In urging tourists not to visit, Kamakura Mayor Takashi Matsuo told a news conference:"As a tourist spot, it breaks my heart to say this, but it's important to prevent the further spread of the virus."

On Thursday, Tokyo Governor Yuriko Koike requested residents limit the frequency of grocery shopping to every three days and refrain from travel during the holidays, as 134 new infections were reported in the capital on the same day.

In a meeting with Yasutoshi Nishimura, Japan's economy minister who is also in charge of anti-coronavirus measures, Koike suggested stronger action against defiant business operators, including revealing their names if their businesses do not stay closed.

As of Thursday, 12,286 cases were confirmed in Japan, with 308 deaths, including 63-year-old TV host and actress Kumiko Okae, who died at a Tokyo hospital on Thursday.

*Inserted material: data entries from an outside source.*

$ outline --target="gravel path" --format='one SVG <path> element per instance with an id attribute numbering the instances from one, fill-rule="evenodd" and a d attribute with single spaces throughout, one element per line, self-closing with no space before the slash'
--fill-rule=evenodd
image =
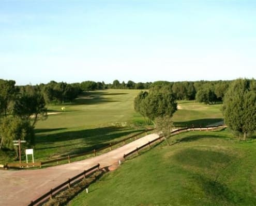
<path id="1" fill-rule="evenodd" d="M 100 164 L 110 166 L 124 154 L 158 138 L 152 134 L 99 156 L 43 169 L 0 170 L 0 205 L 27 205 L 31 201 L 84 170 Z"/>

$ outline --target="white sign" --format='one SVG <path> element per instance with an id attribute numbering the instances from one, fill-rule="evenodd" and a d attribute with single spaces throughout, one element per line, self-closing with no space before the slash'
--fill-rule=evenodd
<path id="1" fill-rule="evenodd" d="M 34 163 L 34 151 L 33 149 L 26 149 L 26 161 L 27 164 L 27 155 L 32 154 L 32 161 Z"/>
<path id="2" fill-rule="evenodd" d="M 33 149 L 26 149 L 26 154 L 33 154 Z"/>

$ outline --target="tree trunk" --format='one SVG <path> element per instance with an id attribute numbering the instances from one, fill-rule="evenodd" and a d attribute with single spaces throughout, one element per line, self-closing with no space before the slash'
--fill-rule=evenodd
<path id="1" fill-rule="evenodd" d="M 246 140 L 246 132 L 244 132 L 244 140 Z"/>
<path id="2" fill-rule="evenodd" d="M 1 138 L 1 142 L 0 143 L 0 149 L 2 149 L 3 144 L 4 144 L 4 138 L 2 136 Z"/>
<path id="3" fill-rule="evenodd" d="M 36 122 L 37 121 L 37 116 L 38 116 L 38 114 L 35 114 L 35 117 L 34 118 L 33 124 L 32 124 L 32 127 L 35 127 L 35 125 L 36 124 Z"/>
<path id="4" fill-rule="evenodd" d="M 168 146 L 170 146 L 170 143 L 169 143 L 169 141 L 168 141 L 168 140 L 167 140 L 167 138 L 165 138 L 165 141 L 167 142 L 167 144 L 168 144 Z"/>

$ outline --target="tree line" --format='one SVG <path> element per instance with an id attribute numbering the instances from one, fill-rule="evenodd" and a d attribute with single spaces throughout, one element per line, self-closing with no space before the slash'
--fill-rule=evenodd
<path id="1" fill-rule="evenodd" d="M 245 140 L 256 131 L 256 81 L 253 79 L 173 83 L 156 82 L 148 91 L 141 91 L 137 95 L 134 108 L 146 123 L 153 122 L 157 130 L 167 138 L 171 132 L 171 118 L 177 110 L 176 101 L 193 99 L 192 96 L 200 99 L 199 102 L 223 101 L 224 123 L 239 139 L 243 135 Z"/>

Separately, Tokyo's Keio University Hospital said on Thursday that roughly 6 percent of its non-coronavirus patients had tested positive.

In a related development, Japan's health ministry is reportedly preparing to conduct antibody tests later this month to help estimate the total number of infections and how much the virus has spread.

As for the Olympics, Tokyo 2020 President Yoshiro Mori said on Thursday that there was "absolutely no" chance of further postponing the Games beyond their rescheduled July 23, 2021 opening.

"Also, given the athletes and issues of the Games management, it is technically difficult to delay it by two years," Mori said.

Kyodo News contributed to this story.